QuestionIn the United States, the term 'full trailer'is usedfor a freight trailer supported by front and rear axles and pulled by a drawbar. This term isslightlydifferent in Europe, where a full traileris knownas an A-frame drawbar trail. A full trailer is 96 or 102 in (2.4 or 2.6 m) wide and 35 or 40 ft (11 or 12 m) long.

QuestionA trailer is not very difficult to categorize. In general, it is an unpowered vehicle towed by a powered vehicle. Trailers are most commonly used for the transport of goods and materials. Although some do enjoy recreational usage of trailers as well.

QuestionThe public idea of the trucking industry in the United States popular culture has gone through many transformations.However, images of the masculine side of trucking are a common theme throughout time.The 1940's first made truckers popular, with their songs and movies about truck drivers. Then in the 1950's theywere depictedas heroes of the road, living a life of freedom on the open road.Trucking culture peaked in the 1970's as theywere glorifiedas modern days cowboys, outlaws, and rebels. Since then the portrayal has come with a more negative connotation as we see in the 1990's.Unfortunately, the depiction of truck drivers went from such a positive depiction to that of troubled serial killers.


Full truckload carriersnormallydeliver a semi-trailer to a shipper who will fill the trailer with freight for one destination.Once the traileris filled, the driver returns to the shipper to collect the required paperwork.Upon receiving the paperwork the driver will then leave with the trailer containing freight.

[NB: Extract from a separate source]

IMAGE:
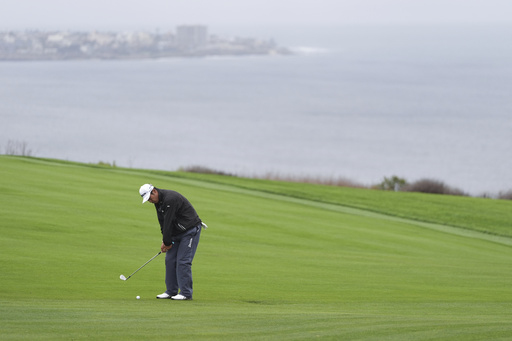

Next, the driver will proceed to the consignee and deliver the freight him or herself. At times, a driver will transfer the trailer to another driver who will drive the freight the rest of the way.Full Truckload service (FTL) transit times are generally restricted by the driver's availability. This is according to Hours of Service regulations and distance.It istypicallyaccepted that Full Truckload carriers will transport freight at an average rate of 47 miles per hour. This includes traffic jams, queues at intersections, other factors that influence transit time.

Question1941 was a tough era to live through.Yet, President Roosevelt appointed a special committee to explore the idea of a "national inter-regional highway" system. Unfortunately, the committee's progress came to a halt with the rise of the World War II.After the war was over, the Federal-Aid Highway Act of 1944 authorized the designation of what are not termed 'Interstate Highways'.However, he did not include any funding program to build such highways.With limited resources came limited progress until President Dwight D. Eisenhower came along in 1954. He renewed interest in the 1954 plan. Although, this began and long and bitter debate between various interests.Generally, the opposing sides were considering where such funding would come from such as rail, truck, tire, oil, and farm groups. All who would overpay for the new highways and how.